10.17 Changes to the Services. Customer agrees that Customer’s purchases are not contingent on the delivery of any future functionality or features, or dependent on any oral or written public comments made by Centage regarding future functionality or features. Customer acknowledges that Centage may modify or suspend any of its services offerings at any time. If a modification or suspension materially and adversely affects Customer’s use of the Services, Customer may terminate the Agreement by giving written notice of the change no later than 30 days following the date of the change and receive a refund of any prepaid fees for unused services as Customer’s sole and exclusive remedy.
10.18 General Representations. Each party represents that it has validly entered into this Agreement and has the legal power to do so.
10.19 Representation by Individual Submitting the Order. If an individual submits an Order, the individual represents that: (i) if the individual submits the Order on his or her own behalf (including as a sole proprietor), the individual is old enough to enter into contracts and otherwise has the legal capacity to enter into contracts under applicable law; or (ii) if the individual submits the Order on behalf of a company or other legal entity, the individual has the legal power and authority to bind that entity to the Order and these Service Terms.
10.20 Changes to Online Service Terms. Centage may amend these Services Terms at any time in its sole discretion. Any amendment will become effective as to Customer’s Order on the first renewal of the Order that follows the publication of the amendment by at least thirty (30) days or on the execution of a subsequent Order that modifies the Services covered by an existing Order. If the amendment materially and adversely impacts Customer’s use of the Services, Customer may terminate the Agreement by giving written notice no later than thirty (30) days following the date the amendment is published and receive a refund of prepaid fees for unused Services as Customer’s sole and exclusive remedy.
10.21 Waiver. No right or remedy arising regarding this Agreement shall be waived by a course of dealing between the parties, or a party’s delay in exercising the right or remedy. A party may waive a right or remedy only by signing a written document that expressly identifies the right or remedy waived. Unless expressly stated in the waiver, a waiver of any right or remedy on one occasion will not be deemed a waiver of that right or remedy on any other occasion, or a waiver of any other right or remedy.
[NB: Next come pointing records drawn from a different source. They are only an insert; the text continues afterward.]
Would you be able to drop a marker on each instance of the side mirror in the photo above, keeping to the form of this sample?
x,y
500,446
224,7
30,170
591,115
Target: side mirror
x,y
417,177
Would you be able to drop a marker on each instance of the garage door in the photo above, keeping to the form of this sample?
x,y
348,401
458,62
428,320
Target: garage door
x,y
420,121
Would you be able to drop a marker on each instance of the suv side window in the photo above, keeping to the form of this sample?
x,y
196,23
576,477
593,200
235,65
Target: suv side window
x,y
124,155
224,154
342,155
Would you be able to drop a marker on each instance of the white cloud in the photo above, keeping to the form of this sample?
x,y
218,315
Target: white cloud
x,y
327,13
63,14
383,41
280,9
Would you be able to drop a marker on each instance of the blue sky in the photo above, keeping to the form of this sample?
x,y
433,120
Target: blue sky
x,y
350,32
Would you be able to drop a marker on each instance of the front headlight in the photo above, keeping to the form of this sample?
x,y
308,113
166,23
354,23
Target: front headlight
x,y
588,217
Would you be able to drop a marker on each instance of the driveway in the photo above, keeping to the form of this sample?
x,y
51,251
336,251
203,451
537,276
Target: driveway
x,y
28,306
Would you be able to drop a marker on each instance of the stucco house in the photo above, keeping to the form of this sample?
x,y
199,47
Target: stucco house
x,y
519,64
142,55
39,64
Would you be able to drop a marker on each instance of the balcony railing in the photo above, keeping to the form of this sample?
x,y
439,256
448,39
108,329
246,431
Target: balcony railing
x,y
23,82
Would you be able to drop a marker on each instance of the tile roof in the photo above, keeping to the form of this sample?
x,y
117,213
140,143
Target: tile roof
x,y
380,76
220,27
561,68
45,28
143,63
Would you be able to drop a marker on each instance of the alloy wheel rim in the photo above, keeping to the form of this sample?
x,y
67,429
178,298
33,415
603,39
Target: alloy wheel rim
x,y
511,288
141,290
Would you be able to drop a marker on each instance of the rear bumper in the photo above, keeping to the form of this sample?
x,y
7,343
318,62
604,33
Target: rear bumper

10.22 Entire Agreement and Order of Precedence. This Agreement is the entire agreement between Customer and Centage regarding Customer’s use of the Services and supersedes all prior and contemporaneous agreements, proposals or representations, written or oral, concerning its subject matter. No modification, amendment, or waiver of any provision of the Agreement will be effective unless in writing and signed by the party against whom the modification, amendment or waiver is to be asserted. The parties agree that any preprinted term or condition stated in any business form is void. In the event of any conflict or inconsistency among the following documents, the order of precedence shall be: (1) the applicable Order, (2) these Services Terms, and (3) the Services documentation. Customer’s use of the Services, both during any free use period and Customer’s paid term, is subject to all of the terms, conditions, and restrictions stated in the Agreement and any restrictions stated on a page on the Centage website that is part of Customer’s Order.